Here we show SQL constructs using the Lahman baseball dataset (downloaded from https://github.com/jknecht/baseball-archive-sqlite). We also show how to use a SQL database inside Rmarkdown.
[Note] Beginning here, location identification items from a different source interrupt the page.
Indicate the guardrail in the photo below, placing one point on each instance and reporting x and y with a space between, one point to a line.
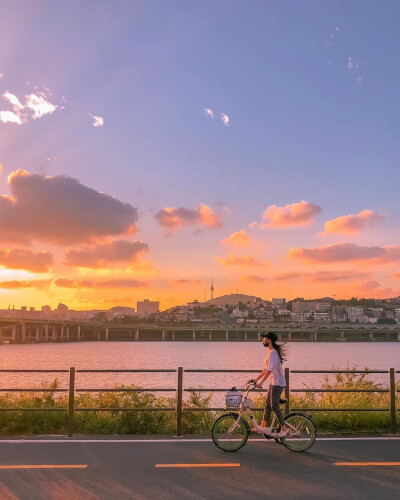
179 409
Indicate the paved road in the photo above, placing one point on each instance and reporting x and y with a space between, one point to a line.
119 470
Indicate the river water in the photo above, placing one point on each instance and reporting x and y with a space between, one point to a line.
189 355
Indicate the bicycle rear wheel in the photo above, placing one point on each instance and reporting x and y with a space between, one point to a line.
230 432
302 436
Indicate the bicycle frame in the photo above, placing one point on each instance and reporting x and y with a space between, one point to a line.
245 407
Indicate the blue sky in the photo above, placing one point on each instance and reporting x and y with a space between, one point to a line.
310 88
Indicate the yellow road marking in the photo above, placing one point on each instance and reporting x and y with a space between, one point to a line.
363 464
196 465
38 466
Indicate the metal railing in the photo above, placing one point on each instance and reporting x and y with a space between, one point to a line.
179 390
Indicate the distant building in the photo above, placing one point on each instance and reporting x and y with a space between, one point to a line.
237 313
148 307
322 317
279 303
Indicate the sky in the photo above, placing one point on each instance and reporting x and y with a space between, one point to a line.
148 147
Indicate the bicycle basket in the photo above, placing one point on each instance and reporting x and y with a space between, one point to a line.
233 398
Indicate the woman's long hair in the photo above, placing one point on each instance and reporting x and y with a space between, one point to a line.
280 349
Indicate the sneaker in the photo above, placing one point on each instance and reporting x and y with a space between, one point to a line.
279 434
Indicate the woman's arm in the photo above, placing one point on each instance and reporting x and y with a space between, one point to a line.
264 375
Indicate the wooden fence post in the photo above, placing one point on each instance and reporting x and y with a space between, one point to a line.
71 402
287 391
179 408
393 413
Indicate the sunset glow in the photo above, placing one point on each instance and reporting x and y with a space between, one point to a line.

First, we create a connection to the database. In this case, we are using a SQLite
database. A good system to prototype database designs. To make the most of a database system, one would use some of the more powerful products: Oracle, Microsoft SQLServer, MySQL (MariaDB), PostgreSQL or other. In all cases, the way to create a connection to the server from Rmarkdown is the same.
library(DBI)
db <- dbConnect(RSQLite::SQLite(), dbname="../lecture-notes/data/lahman2016.sqlite")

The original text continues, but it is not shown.